Salah satu factor kunci lain keberhasilan komunikasi pada era Presiden SBY adalah melekatnya kedua juru bicara Andi Mallarangeng dan Dino Patti Djalal dalam setiap aktivitas kepresidenan. Akses akan menjadi penting. Pada pemerintahan Presiden Prabowo Subianto saya menangkap kesan: Kantor Komunikasi Presiden tidak punya akses langsung kepada Presiden.
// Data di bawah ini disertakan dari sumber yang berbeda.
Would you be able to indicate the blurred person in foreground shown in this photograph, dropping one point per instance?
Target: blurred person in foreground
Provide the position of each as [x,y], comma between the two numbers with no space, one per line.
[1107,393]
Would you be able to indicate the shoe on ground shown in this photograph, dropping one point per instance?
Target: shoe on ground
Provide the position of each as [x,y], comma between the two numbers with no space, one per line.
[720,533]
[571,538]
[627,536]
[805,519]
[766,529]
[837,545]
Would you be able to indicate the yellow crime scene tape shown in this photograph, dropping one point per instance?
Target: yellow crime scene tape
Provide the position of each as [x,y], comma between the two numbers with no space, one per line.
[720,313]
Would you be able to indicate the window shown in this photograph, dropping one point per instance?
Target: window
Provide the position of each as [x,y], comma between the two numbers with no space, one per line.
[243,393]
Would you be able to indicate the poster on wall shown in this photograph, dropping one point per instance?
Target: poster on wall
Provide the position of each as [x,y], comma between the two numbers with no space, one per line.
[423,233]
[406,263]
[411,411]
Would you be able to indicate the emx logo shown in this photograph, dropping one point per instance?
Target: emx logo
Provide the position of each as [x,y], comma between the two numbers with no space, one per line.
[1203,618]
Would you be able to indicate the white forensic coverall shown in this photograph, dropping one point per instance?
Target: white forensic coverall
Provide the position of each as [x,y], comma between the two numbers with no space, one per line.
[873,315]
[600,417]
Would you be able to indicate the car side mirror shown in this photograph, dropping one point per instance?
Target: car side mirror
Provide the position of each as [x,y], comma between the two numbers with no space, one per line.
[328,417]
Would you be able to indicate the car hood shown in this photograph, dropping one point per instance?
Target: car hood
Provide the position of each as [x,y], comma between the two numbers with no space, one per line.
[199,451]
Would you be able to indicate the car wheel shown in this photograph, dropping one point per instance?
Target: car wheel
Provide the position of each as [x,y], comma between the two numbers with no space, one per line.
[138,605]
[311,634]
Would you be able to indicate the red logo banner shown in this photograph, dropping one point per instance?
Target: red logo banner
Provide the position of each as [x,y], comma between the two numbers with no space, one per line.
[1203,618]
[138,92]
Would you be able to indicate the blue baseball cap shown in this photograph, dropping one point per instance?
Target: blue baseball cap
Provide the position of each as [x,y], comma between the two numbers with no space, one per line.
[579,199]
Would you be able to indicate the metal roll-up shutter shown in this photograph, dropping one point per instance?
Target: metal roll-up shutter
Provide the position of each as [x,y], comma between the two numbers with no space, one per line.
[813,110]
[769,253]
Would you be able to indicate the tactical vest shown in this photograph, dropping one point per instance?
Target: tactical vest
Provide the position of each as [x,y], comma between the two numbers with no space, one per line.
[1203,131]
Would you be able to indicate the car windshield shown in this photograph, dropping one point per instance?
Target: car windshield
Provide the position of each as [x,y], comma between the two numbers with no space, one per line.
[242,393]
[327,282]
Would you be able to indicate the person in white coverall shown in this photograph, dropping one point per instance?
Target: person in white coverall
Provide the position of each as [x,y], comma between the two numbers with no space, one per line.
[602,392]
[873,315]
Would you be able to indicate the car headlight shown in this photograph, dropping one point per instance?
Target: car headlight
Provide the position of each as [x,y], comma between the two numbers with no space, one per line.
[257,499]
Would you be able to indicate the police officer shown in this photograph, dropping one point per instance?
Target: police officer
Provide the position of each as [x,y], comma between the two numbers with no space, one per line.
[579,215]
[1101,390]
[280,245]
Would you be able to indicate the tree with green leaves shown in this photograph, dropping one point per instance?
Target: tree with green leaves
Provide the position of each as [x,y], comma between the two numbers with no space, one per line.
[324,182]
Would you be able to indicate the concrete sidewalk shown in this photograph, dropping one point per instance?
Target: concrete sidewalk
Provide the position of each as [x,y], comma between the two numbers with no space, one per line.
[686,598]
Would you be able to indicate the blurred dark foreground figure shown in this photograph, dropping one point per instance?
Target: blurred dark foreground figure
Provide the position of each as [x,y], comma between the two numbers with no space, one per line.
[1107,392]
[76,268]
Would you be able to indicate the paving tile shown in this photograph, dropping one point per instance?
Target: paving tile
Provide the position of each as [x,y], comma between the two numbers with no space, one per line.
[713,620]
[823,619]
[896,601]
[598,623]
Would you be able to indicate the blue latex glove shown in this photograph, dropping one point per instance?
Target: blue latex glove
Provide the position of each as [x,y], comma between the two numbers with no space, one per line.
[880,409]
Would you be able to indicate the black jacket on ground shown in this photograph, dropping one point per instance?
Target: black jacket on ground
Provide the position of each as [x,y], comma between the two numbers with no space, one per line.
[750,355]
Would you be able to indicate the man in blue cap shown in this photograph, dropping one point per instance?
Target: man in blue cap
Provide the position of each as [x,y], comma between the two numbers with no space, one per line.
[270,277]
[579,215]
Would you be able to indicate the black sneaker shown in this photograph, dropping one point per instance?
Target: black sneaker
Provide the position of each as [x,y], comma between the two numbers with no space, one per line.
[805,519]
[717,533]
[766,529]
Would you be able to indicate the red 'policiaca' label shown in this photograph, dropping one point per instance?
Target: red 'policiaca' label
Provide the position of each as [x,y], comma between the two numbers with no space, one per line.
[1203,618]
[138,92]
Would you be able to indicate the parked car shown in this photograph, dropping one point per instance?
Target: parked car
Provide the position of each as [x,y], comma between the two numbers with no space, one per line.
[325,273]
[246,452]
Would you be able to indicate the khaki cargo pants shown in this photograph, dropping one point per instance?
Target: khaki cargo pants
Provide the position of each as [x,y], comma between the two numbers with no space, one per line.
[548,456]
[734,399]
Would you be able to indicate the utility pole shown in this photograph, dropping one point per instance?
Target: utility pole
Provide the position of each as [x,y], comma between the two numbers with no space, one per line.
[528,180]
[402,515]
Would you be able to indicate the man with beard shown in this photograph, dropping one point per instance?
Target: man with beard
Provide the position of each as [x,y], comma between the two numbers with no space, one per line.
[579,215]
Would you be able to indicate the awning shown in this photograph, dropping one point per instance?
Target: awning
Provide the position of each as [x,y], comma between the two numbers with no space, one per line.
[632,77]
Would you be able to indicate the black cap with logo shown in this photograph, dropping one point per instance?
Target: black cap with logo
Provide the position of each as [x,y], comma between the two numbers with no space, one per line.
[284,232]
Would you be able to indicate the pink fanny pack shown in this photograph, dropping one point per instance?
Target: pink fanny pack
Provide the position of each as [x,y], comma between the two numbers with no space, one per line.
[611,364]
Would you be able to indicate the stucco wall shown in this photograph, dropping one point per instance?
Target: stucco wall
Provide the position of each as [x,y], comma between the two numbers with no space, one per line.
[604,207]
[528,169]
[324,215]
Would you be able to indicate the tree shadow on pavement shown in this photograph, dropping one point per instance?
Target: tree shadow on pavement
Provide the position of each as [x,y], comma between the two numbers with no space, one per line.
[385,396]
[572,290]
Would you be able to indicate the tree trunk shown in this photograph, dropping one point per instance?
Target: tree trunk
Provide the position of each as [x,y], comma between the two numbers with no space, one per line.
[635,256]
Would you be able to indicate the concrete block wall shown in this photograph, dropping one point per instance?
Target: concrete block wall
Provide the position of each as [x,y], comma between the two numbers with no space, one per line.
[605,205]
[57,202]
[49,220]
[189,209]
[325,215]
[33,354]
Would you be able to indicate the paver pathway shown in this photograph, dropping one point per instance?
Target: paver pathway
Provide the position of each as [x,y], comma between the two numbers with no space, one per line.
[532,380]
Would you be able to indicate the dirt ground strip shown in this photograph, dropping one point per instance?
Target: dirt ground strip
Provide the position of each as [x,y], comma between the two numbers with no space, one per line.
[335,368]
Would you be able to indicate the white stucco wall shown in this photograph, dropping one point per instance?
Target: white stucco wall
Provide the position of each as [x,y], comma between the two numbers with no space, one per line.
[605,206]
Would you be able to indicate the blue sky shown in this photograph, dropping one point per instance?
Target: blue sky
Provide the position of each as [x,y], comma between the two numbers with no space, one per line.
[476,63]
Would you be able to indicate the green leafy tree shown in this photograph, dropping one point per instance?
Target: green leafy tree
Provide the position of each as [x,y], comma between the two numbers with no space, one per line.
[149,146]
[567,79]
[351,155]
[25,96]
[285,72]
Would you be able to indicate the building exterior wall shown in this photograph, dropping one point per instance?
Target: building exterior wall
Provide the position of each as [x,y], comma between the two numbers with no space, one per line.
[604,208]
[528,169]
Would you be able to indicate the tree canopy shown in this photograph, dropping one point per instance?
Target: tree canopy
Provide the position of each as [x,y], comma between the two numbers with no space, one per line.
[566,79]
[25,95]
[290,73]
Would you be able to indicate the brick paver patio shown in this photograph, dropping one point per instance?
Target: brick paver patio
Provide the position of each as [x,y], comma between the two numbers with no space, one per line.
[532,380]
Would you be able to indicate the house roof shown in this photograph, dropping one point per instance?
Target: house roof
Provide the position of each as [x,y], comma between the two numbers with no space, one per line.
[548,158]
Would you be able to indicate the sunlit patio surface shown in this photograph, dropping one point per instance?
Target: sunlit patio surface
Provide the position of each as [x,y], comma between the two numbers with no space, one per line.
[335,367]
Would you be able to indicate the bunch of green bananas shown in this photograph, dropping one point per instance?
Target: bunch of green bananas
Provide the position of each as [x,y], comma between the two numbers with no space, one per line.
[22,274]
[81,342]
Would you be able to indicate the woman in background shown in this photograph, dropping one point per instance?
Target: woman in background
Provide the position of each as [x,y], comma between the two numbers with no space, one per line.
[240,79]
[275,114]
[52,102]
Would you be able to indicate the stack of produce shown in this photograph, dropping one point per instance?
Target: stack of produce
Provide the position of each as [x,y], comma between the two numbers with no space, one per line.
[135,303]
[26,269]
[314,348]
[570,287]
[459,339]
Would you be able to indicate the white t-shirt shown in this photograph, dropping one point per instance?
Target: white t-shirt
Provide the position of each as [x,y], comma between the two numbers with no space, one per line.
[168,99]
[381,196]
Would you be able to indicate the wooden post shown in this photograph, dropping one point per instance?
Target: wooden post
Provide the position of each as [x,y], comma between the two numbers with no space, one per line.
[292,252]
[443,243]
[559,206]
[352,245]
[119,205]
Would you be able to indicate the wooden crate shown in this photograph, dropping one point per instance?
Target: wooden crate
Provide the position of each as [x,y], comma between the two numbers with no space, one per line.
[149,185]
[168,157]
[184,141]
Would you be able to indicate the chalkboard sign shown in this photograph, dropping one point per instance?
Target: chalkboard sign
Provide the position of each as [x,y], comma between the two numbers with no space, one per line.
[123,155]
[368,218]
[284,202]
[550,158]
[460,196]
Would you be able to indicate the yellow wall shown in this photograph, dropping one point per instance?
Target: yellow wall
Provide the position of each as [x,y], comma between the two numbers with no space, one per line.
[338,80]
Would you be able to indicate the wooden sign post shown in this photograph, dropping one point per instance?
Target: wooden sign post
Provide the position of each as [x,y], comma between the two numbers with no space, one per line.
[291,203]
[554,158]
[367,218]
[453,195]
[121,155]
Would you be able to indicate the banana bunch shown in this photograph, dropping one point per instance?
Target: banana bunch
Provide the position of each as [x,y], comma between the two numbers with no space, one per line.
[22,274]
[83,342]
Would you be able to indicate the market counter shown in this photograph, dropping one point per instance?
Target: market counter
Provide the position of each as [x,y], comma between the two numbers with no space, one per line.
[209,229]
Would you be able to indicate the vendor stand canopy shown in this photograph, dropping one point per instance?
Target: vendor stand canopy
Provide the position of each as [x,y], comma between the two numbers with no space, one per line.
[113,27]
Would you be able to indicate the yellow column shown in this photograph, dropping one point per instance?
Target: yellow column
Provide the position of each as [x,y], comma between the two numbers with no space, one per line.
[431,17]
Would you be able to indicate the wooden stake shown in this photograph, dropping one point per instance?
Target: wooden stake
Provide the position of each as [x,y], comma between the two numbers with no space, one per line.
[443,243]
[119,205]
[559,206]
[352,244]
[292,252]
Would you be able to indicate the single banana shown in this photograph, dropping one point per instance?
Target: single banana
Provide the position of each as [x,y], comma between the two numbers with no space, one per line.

Dan juga tidak mengetahui secara persis posisi politik Presiden atas sebuah isu. Misalnya, dalam kasus kisruh elpiji. Ketika Kantor Kepresidenan memberikan dukungan bahwa pembatasan elipiji sepengetahuan Istana. Keesokan hari, Presiden mengambil putusan lain, keruwetanlah yang terjadi.

Lalu bagaimana?

Jika Kantor Komunikasi Presiden akan tetap dioptimalkan sebagai pusat komunikasi presiden, mereka harus punya akses informasi kepada Presiden. Atau, Presiden menunjuk orang yang dipercaya sebagai juru bicara Presiden seperti Andi Mallarangeng dan Dino Patti Djalal di era SBY, atau Wimar Witoelar di era Presiden Gus Dur. Penyampai pesan adalah orang kepercayaan. Harus punya kredibilitas dan integritas. Dan, bukan sekadar humas dengan menempatkan media secara hierarkial. Dan yang tak kalah pentingnya adalah pilihan kata untuk menjaga kemartabatan politik Indonesia. Dan tidak perlu bombastis dan sensasional, karena pesan komunikasi adalah utang yang harus dilunasi.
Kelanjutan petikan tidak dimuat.